For this reason, when I need more reach, I'd use my 7D mark II, a cropped sensor camera and use a full frame for most everything else.
08-03-2018 04:48 PM
Diverhank,
Ah HA! ok, I totally get the Crop factor and getting a little more reach. And yes, cropping after will decrease the pixils for that image (agreed). I've been reading recently with the new mirrorless with even more pixils in same amt of space can actually look worse and create more noise noticable when enlarging (for print usually) The rational for that is they dont have enough light (or room) in that same allotted area and it reads as noise.. So there can actually be too many pixels....I thought it was interesting and contrarty to what I believed.
Id love to hear your thoughts on that. Just for fun.
I have the baby brother of your camera (new to me) 70D and Im loving all the options. my SL1 feels like a toy now to me. lol I hope that means Im improving (even if just a little) Thanks for your help. It is GREATLY appreciated.
Cant wait to try the dbl exp option. Havent hooked up the wifi or GPS yet. (need to do more reading, lol)
08-05-2018 10:55 AM - edited 08-05-2018 10:57 AM
@fatcat wrote:Diverhank,
Ah HA! ok, I totally get the Crop factor and getting a little more reach. And yes, cropping after will decrease the pixils for that image (agreed).
I've been reading recently with the new mirrorless with even more pixils in same amt of space can actually look worse and create more noise noticable when enlarging (for print usually)
The rational for that is they dont have enough light (or room) in that same allotted area and it reads as noise.. So there can actually be too many pixels....I thought it was interesting and contrarty to what I believed.
My analogy to an ice cube tray may explain the apparent higher noise levels.
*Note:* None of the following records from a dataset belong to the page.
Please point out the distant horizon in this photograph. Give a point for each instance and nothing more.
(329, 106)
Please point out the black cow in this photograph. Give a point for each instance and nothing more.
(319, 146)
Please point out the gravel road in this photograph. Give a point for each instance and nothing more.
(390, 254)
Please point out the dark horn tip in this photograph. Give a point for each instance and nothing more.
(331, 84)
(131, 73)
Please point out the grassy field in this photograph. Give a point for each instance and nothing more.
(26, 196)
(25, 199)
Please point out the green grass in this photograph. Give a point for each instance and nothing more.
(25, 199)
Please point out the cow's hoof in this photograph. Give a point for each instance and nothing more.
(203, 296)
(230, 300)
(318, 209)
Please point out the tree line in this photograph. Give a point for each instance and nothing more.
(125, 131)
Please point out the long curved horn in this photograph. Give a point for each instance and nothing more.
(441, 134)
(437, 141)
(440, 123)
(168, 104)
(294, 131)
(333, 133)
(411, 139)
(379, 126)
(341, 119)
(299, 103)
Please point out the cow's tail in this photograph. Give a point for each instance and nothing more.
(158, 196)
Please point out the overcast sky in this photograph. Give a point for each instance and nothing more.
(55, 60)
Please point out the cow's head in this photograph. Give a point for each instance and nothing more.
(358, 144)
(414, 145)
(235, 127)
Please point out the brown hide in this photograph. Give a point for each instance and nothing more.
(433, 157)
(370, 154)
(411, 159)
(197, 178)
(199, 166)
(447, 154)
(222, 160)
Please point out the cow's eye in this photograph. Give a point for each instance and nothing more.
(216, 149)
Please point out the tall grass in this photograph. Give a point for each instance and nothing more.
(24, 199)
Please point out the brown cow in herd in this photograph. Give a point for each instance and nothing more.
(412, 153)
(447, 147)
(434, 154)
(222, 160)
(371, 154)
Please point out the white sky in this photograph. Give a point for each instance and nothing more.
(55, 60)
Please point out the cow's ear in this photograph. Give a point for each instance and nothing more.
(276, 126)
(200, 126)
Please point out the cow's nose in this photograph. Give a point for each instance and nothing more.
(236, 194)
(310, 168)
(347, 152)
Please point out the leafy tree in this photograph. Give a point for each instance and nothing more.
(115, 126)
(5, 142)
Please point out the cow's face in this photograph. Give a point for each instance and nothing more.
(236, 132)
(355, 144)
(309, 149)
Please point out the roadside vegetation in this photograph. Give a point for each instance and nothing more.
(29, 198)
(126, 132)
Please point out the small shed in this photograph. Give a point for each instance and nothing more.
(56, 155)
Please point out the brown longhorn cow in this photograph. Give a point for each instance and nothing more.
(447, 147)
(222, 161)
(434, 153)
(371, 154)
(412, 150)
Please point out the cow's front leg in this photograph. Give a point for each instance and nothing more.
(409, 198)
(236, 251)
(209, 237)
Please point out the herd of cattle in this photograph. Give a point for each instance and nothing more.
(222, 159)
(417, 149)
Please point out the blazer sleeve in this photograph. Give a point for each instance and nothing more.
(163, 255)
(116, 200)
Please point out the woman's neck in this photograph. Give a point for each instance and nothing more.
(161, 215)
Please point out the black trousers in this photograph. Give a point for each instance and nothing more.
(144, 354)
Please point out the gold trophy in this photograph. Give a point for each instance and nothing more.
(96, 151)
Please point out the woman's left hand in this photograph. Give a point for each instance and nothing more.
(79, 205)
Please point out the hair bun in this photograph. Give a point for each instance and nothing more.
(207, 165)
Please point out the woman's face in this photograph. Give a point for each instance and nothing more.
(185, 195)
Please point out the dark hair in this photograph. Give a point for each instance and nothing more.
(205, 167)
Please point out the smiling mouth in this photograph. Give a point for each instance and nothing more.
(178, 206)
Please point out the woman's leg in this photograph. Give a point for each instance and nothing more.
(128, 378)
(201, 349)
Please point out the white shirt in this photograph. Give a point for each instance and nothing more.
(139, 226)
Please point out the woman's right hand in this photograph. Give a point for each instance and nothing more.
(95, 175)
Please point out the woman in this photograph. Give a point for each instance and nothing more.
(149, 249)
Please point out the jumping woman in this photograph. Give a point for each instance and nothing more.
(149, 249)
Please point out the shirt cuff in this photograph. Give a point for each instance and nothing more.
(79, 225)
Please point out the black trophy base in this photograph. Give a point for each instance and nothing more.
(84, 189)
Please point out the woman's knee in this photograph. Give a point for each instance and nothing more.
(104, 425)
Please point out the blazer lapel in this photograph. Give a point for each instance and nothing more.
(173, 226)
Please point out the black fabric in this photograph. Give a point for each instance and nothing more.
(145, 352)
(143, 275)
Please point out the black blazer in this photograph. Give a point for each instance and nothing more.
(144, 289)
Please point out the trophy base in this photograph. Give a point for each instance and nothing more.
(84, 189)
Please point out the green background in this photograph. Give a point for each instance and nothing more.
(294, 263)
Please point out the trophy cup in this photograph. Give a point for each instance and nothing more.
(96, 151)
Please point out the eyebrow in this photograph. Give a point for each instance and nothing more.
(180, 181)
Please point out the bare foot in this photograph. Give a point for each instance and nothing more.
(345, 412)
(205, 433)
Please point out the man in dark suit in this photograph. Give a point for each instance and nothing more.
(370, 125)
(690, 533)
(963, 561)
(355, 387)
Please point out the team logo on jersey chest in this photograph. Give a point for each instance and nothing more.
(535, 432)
An image sensor is covered with millions of of photosites. Drawing on the rainfall comparison, each photosite collects a volume of water. How much water gets collected depends upon the intensity of the rainfall, and how long rainfall was collected.
Suppose you want to measure the amount of water that was collected, so you pore it onto a scale to weigh it. But, a small volume of water remains behind in the cup, and gets “lost”. A larger cup will leave a similar volume of water behind, but that lost volume is a smaller percentage of the total volume of water collected in the cup.
It works almost the same way with photosites collecting light. There is a “noise floor” in the electronics. This is a point where a small amount of collected light cannot be differentiated from noise.
Suppose a small photosite can collect 1000 photons, but the first 100 are lost to noise. A larger photosite may collect 1500, or more, photons, but the same level of noise, the first 100 photons, are lost to noise. The larger photosites would have a higher signal-to-noise ratio than a smaller photosite.
Notice that I have not made any mention of the size of the image sensor, because the size of the sensor is irrelevant. What matters is the size of the photosites, the spacing between them, and the residual noise of the electronics.